The study brings together data from several sources – notably the Global Assessment Reports (GARs), international and national disaster loss databases (EM-DAT and DesInventar) and the Internal Displacement Monitoring Centre’s (IDMC) Global Estimates and Disaster-induced Displacement Database (DiDD).
Key findings
Displacement risk trends:
- Disaster-related displacement risk has quadrupled since the 1970s.
- Displacement risk has increased at twice the rate of population growth, meaning that people are twice as likely to be displaced now than they were in the 1970s.
- The number of mega-events that displace more than 3 million people has been increasing. These mega-events are responsible for the overall increase in displacement risk.
- In absolute terms, countries in Asia have the highest risk of being displaced. This is due to the fact that there are a large number of vulnerable people in Asia exposed to multiple natural hazards.
- When population size is accounted for small island states face disproportionately high levels of displacement risk, with Antigua and Barbuda, Haiti and Cuba being among the twenty most at-risk countries.
- Approximately 30 per cent of the pastoralists in northern Kenya, southern Ethiopia and south-central Somalia are at risk of becoming permanently displaced from their way of life between now and 2040, even if climate change does not make droughts more frequent or severe.
Displacement risk drivers:
- Displacement risk is measured in the following way: Risk = Hazard x Exposure x Vulnerability.

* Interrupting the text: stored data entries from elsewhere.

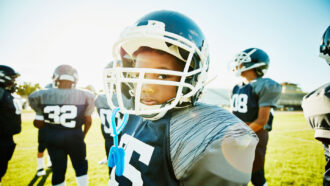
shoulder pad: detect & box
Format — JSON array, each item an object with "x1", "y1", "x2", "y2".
[
  {"x1": 253, "y1": 78, "x2": 282, "y2": 107},
  {"x1": 302, "y1": 83, "x2": 330, "y2": 117},
  {"x1": 170, "y1": 103, "x2": 257, "y2": 180},
  {"x1": 95, "y1": 94, "x2": 110, "y2": 109}
]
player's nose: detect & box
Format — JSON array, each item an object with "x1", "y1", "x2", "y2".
[{"x1": 141, "y1": 85, "x2": 155, "y2": 94}]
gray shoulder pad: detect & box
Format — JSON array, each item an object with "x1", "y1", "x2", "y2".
[
  {"x1": 302, "y1": 82, "x2": 330, "y2": 117},
  {"x1": 28, "y1": 90, "x2": 46, "y2": 114},
  {"x1": 170, "y1": 103, "x2": 258, "y2": 184},
  {"x1": 95, "y1": 94, "x2": 110, "y2": 109},
  {"x1": 253, "y1": 78, "x2": 282, "y2": 107}
]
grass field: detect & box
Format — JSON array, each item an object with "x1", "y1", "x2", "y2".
[{"x1": 1, "y1": 111, "x2": 325, "y2": 186}]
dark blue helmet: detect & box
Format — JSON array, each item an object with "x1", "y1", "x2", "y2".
[
  {"x1": 319, "y1": 25, "x2": 330, "y2": 65},
  {"x1": 231, "y1": 48, "x2": 270, "y2": 77},
  {"x1": 0, "y1": 65, "x2": 20, "y2": 93},
  {"x1": 106, "y1": 10, "x2": 209, "y2": 119}
]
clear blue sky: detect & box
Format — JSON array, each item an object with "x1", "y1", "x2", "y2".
[{"x1": 0, "y1": 0, "x2": 329, "y2": 92}]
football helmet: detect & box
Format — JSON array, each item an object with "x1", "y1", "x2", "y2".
[
  {"x1": 104, "y1": 10, "x2": 209, "y2": 120},
  {"x1": 319, "y1": 25, "x2": 330, "y2": 65},
  {"x1": 230, "y1": 48, "x2": 269, "y2": 77},
  {"x1": 52, "y1": 64, "x2": 78, "y2": 88},
  {"x1": 0, "y1": 65, "x2": 20, "y2": 93}
]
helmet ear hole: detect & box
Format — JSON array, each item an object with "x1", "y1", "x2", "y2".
[{"x1": 255, "y1": 68, "x2": 264, "y2": 77}]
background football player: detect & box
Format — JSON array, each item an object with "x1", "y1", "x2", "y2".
[
  {"x1": 95, "y1": 61, "x2": 133, "y2": 176},
  {"x1": 104, "y1": 10, "x2": 258, "y2": 185},
  {"x1": 0, "y1": 65, "x2": 21, "y2": 186},
  {"x1": 301, "y1": 25, "x2": 330, "y2": 186},
  {"x1": 35, "y1": 83, "x2": 52, "y2": 177},
  {"x1": 230, "y1": 48, "x2": 282, "y2": 186},
  {"x1": 28, "y1": 65, "x2": 95, "y2": 186},
  {"x1": 95, "y1": 93, "x2": 112, "y2": 166}
]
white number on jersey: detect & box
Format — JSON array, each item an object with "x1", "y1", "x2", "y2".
[
  {"x1": 231, "y1": 94, "x2": 248, "y2": 113},
  {"x1": 100, "y1": 108, "x2": 112, "y2": 135},
  {"x1": 44, "y1": 105, "x2": 77, "y2": 128},
  {"x1": 12, "y1": 97, "x2": 22, "y2": 115},
  {"x1": 109, "y1": 134, "x2": 155, "y2": 186}
]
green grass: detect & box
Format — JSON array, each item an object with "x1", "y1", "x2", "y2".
[{"x1": 2, "y1": 111, "x2": 326, "y2": 186}]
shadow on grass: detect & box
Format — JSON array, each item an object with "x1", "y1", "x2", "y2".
[{"x1": 28, "y1": 168, "x2": 52, "y2": 186}]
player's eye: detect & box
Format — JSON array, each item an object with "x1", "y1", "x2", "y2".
[{"x1": 158, "y1": 74, "x2": 167, "y2": 80}]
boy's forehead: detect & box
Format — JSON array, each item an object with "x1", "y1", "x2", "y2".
[{"x1": 135, "y1": 51, "x2": 184, "y2": 71}]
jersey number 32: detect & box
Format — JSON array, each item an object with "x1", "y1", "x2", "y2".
[{"x1": 44, "y1": 105, "x2": 77, "y2": 128}]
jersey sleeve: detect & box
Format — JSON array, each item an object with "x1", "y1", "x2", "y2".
[
  {"x1": 170, "y1": 103, "x2": 258, "y2": 185},
  {"x1": 28, "y1": 90, "x2": 44, "y2": 120},
  {"x1": 254, "y1": 78, "x2": 282, "y2": 107},
  {"x1": 95, "y1": 94, "x2": 110, "y2": 110},
  {"x1": 83, "y1": 91, "x2": 95, "y2": 116}
]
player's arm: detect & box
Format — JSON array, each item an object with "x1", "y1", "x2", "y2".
[
  {"x1": 83, "y1": 91, "x2": 95, "y2": 138},
  {"x1": 33, "y1": 119, "x2": 45, "y2": 129},
  {"x1": 33, "y1": 114, "x2": 45, "y2": 129},
  {"x1": 249, "y1": 78, "x2": 282, "y2": 132},
  {"x1": 28, "y1": 91, "x2": 46, "y2": 129},
  {"x1": 247, "y1": 106, "x2": 271, "y2": 132},
  {"x1": 83, "y1": 115, "x2": 92, "y2": 138}
]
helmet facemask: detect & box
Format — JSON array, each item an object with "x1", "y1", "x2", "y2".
[{"x1": 104, "y1": 20, "x2": 209, "y2": 120}]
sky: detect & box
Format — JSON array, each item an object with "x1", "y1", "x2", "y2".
[{"x1": 0, "y1": 0, "x2": 329, "y2": 93}]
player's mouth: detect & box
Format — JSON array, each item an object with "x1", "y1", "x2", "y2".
[{"x1": 140, "y1": 98, "x2": 158, "y2": 105}]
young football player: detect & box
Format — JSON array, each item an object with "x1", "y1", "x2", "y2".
[
  {"x1": 28, "y1": 65, "x2": 95, "y2": 186},
  {"x1": 103, "y1": 10, "x2": 259, "y2": 185},
  {"x1": 36, "y1": 83, "x2": 53, "y2": 177},
  {"x1": 0, "y1": 65, "x2": 21, "y2": 185},
  {"x1": 229, "y1": 48, "x2": 282, "y2": 186},
  {"x1": 301, "y1": 25, "x2": 330, "y2": 186}
]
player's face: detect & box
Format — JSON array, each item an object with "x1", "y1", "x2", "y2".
[{"x1": 135, "y1": 50, "x2": 184, "y2": 105}]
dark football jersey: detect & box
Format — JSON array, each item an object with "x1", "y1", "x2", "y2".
[
  {"x1": 95, "y1": 94, "x2": 112, "y2": 139},
  {"x1": 28, "y1": 88, "x2": 95, "y2": 129},
  {"x1": 231, "y1": 78, "x2": 282, "y2": 131},
  {"x1": 302, "y1": 82, "x2": 330, "y2": 142},
  {"x1": 109, "y1": 103, "x2": 258, "y2": 185},
  {"x1": 0, "y1": 88, "x2": 21, "y2": 139}
]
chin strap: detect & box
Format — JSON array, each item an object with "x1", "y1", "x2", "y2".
[{"x1": 108, "y1": 107, "x2": 129, "y2": 176}]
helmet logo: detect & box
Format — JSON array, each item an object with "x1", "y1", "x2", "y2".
[{"x1": 147, "y1": 20, "x2": 165, "y2": 31}]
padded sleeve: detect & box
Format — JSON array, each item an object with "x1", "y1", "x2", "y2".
[
  {"x1": 28, "y1": 90, "x2": 44, "y2": 117},
  {"x1": 254, "y1": 78, "x2": 282, "y2": 107},
  {"x1": 170, "y1": 103, "x2": 258, "y2": 185}
]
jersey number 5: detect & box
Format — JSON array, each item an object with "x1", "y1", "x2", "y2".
[
  {"x1": 109, "y1": 134, "x2": 154, "y2": 186},
  {"x1": 231, "y1": 94, "x2": 248, "y2": 113},
  {"x1": 44, "y1": 105, "x2": 77, "y2": 128}
]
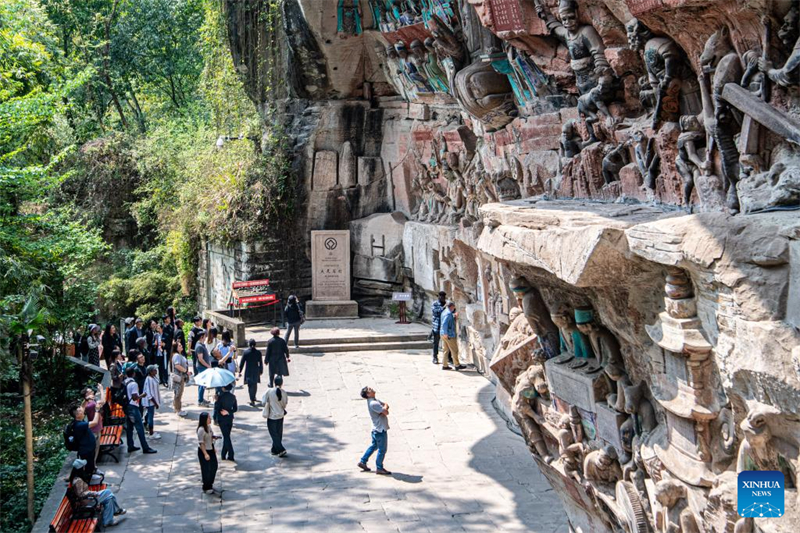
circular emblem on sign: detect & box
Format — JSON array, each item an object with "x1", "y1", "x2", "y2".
[{"x1": 324, "y1": 238, "x2": 338, "y2": 250}]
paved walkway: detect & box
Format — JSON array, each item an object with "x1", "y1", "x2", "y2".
[{"x1": 95, "y1": 320, "x2": 568, "y2": 532}]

The quadrupling of risk since the 1970s is due to the fact that exposure has increased much more quickly than vulnerability has been reduced whereas the occurrence of hazards has remained largely unchanged.
- Climate change may increase displacement risk in the future in at least two ways: first, by increasing the frequency and intensity of some weather-related hazards; and second by increasing certain communities’ vulnerability and reducing thresholds at which point people become displaced.
- The primary driver of increased in exposure since the 1970s has been rapid, unplanned development in hazard-prone areas in developing countries. This rapid urbanisation concentrates large numbers of vulnerable people in dangerous locations.
- Weak or corrupt governance structures can further exacerbate this dangerous process by creating incentives for people to move into hazard-prone areas – or forcing them to live there.
- Conflict and generalised violence affects several of the most at-risk countries, further increasing the vulnerability of communities, undermining their ability to resist and cope with natural hazards.
The way forward:
- A disaster is not defined by the number of fatalities, the amount of economic losses or the number of people displaced. It is all of these things – and other impacts – together.
- The drivers of disaster-related displacement risk in particular are the same as the drivers of disaster risk in general. Thus most measures taken to reduce disaster risk – such as the adoption and enforcement of land use plans and stronger building codes, diversifying and strengthening the livelihoods of the rural and urban poor – will also reduce displacement risk.
- As the world’s governments convene in 2015 and 2016 to agree on global disaster risk reduction, climate change adaptation and sustainable development goals, they have a unique opportunity to address displacement risk and several other objectives simultaneously.
- Coordinated and coherent international policy agreements and plans between these different forums are critical for addressing displacement risk. Otherwise, governments risk artificially splintering one problem into multiple conceptual, operational and policy silos.